Hi @iassiour, is it feasible to backport these two commits to the rocm-6.1.x branch? Otherwise, the fixes in develop branch will not be available until ROCm 6.2 is released, which usually take a quarter.

matheusvhs commented 1 month ago

Just installed 24.5.1 driver and hardware transcoding is working now using jellyfin-ffmpeg_6.0.1-6.

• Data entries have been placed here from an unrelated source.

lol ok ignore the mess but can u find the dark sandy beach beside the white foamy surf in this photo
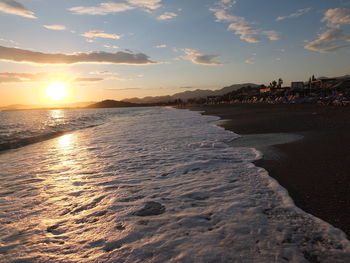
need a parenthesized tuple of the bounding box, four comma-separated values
(187, 104, 350, 237)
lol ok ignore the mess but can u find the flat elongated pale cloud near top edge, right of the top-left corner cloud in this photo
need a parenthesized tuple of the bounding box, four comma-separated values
(68, 2, 134, 15)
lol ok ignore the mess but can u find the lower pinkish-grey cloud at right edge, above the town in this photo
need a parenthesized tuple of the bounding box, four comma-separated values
(304, 28, 350, 53)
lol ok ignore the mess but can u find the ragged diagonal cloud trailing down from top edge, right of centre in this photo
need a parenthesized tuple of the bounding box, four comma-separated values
(209, 0, 279, 43)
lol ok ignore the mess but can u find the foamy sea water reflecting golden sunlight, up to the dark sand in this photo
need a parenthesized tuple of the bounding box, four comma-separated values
(0, 108, 350, 263)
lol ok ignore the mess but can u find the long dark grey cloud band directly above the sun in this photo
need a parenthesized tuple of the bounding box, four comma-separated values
(0, 46, 156, 65)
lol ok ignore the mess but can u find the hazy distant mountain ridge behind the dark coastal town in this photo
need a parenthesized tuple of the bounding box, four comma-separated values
(123, 83, 259, 103)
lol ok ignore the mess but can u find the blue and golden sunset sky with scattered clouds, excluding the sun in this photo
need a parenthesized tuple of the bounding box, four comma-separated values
(0, 0, 350, 106)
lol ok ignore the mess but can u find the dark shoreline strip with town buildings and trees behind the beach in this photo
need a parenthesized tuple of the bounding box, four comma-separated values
(191, 75, 350, 105)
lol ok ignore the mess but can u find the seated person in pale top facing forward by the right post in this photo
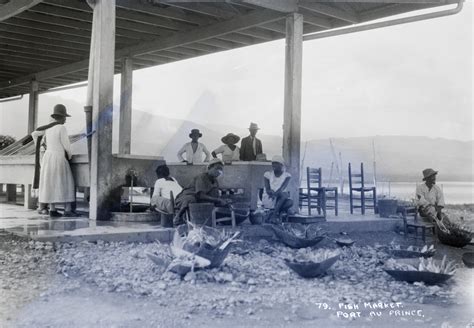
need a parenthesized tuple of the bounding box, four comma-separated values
(262, 155, 293, 219)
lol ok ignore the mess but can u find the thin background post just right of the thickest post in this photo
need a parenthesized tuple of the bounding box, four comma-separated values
(119, 57, 133, 154)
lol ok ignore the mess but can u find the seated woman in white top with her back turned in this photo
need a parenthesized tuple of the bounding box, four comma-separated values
(151, 164, 183, 214)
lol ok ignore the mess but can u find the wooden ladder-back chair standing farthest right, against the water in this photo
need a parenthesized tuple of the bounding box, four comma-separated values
(349, 163, 377, 214)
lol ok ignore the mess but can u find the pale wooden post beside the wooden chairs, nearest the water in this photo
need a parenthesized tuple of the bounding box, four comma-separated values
(283, 13, 303, 210)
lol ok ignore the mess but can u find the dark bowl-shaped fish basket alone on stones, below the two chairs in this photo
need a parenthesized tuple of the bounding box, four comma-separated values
(285, 249, 339, 278)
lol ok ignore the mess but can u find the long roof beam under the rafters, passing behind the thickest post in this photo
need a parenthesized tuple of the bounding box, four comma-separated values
(0, 10, 283, 90)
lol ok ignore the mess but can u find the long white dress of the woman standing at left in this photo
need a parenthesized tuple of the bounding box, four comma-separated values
(31, 124, 75, 203)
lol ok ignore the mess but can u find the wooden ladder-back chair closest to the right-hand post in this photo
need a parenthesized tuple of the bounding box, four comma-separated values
(306, 167, 338, 217)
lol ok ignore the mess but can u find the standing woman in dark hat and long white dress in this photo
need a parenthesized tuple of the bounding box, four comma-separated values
(31, 104, 75, 217)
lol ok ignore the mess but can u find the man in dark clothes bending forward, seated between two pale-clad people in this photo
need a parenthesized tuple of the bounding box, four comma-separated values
(173, 158, 231, 226)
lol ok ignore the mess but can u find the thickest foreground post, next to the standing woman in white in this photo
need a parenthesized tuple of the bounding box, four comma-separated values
(89, 0, 115, 220)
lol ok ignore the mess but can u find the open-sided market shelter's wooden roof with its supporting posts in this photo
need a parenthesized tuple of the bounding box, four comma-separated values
(0, 0, 462, 219)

.\ffmpeg.exe  -init_hw_device d3d11va=dx11:,vendor=0x1002 -init_hw_device opencl=ocl@dx11 -filter_hw_device ocl -hwaccel d3d11va -hwaccel_output_format d3d11 -autorotate 0 -i C:\Users\mathe\Videos\test.mkv -autoscale 0 -an -sn -c:v h264_amf -quality speed -b:v 20M -maxrate 20M -vf "hwmap=derive_device=opencl,scale_opencl=w=1920:h=1080:format=nv12,hwmap=derive_device=d3d11va:reverse=1,format=d3d11" -vframes 5000 -y C:\Users\mathe\Videos\output.mp4
ffmpeg version 6.0.1-Jellyfin Copyright (c) 2000-2023 the FFmpeg developers
  built with gcc 13-win32 (GCC)
  configuration: --prefix=/opt/ffmpeg --arch=x86_64 --target-os=mingw32 --cross-prefix=x86_64-w64-mingw32- --pkg-config=pkg-config --pkg-config-flags=--static --extra-version=Jellyfin --disable-ffplay --disable-debug --disable-doc --disable-sdl2 --disable-ptx-compression --disable-w32threads --enable-pthreads --enable-shared --enable-lto --enable-gpl --enable-version3 --enable-schannel --enable-iconv --enable-libxml2 --enable-zlib --enable-lzma --enable-gmp --enable-chromaprint --enable-libfreetype --enable-libfribidi --enable-libfontconfig --enable-libass --enable-libbluray --enable-libmp3lame --enable-libopus --enable-libtheora --enable-libvorbis --enable-libopenmpt --enable-libwebp --enable-libvpx --enable-libzimg --enable-libx264 --enable-libx265 --enable-libsvtav1 --enable-libdav1d --enable-libfdk-aac --enable-opencl --enable-dxva2 --enable-d3d11va --enable-amf --enable-libvpl --enable-ffnvcodec --enable-cuda --enable-cuda-llvm --enable-cuvid --enable-nvdec --enable-nvenc
  libavutil      58.  2.100 / 58.  2.100
  libavcodec     60.  3.100 / 60.  3.100
  libavformat    60.  3.100 / 60.  3.100
  libavdevice    60.  1.100 / 60.  1.100
  libavfilter     9.  3.100 /  9.  3.100
  libswscale      7.  1.100 /  7.  1.100
  libswresample   4. 10.100 /  4. 10.100
  libpostproc    57.  1.100 / 57.  1.100
[AVHWDeviceContext @ 0000023a7d279400] Using device 1002:747e (AMD Radeon RX 7700 XT).
[libdav1d @ 0000023a7d28e5c0] libdav1d 1.4.1-0-g872e470
Guessed Channel Layout for Input Stream #0.1 : stereo
Input #0, matroska,webm, from 'C:\Users\mathe\Videos\test.mkv':
  Metadata:
    TIMECODE        : 01:00:00:00
    creation_time   : 2023-12-22T05:02:07.000000Z
    ENCODER         : Lavf58.45.100
  Duration: 00:00:58.54, start: 0.000000, bitrate: 12510 kb/s
  Stream #0:0: Video: av1 (Main), yuv420p(tv, bt709, progressive), 2560x1440, SAR 1:1 DAR 16:9, 59.94 fps, 59.94 tbr, 1k tbn (default)
    Metadata:
      ENCODER         : AV1 8-bit - AMD
      DURATION        : 00:00:58.541000000
  Stream #0:1: Audio: pcm_s16le, 48000 Hz, 2 channels, s16, 1536 kb/s (default)
    Metadata:
      DURATION        : 00:00:58.542000000
Stream mapping:
  Stream #0:0 -> #0:0 (av1 (native) -> h264 (h264_amf))
Press [q] to stop, [?] for help
Output #0, mp4, to 'C:\Users\mathe\Videos\output.mp4':
  Metadata:
    TIMECODE        : 01:00:00:00
    encoder         : Lavf60.3.100
  Stream #0:0: Video: h264 (avc1 / 0x31637661), d3d11(tv, bt709, progressive), 1920x1080 [SAR 1:1 DAR 16:9], q=2-31, 20000 kb/s, 59.94 fps, 19001 tbn (default)
    Metadata:
      DURATION        : 00:00:58.541000000
      encoder         : Lavc60.3.100 h264_amf
frame= 3509 fps=325 q=-0.0 Lsize=   46677kB time=00:00:58.52 bitrate=6533.6kbits/s speed=5.43x
video:46661kB audio:0kB subtitle:0kB other streams:0kB global headers:0kB muxing overhead: 0.033655%
nyanmisaka commented 1 month ago

Nice to hear that! Maybe wait a little longer to get more feedback. I'm just a little confused on how they do version control. The actual behavior is different from the code in the 6.1 branch on Github.

nyanmisaka commented 1 day ago

Closing because many people confirmed that this issue has been fixed in 24.5.1 and newer.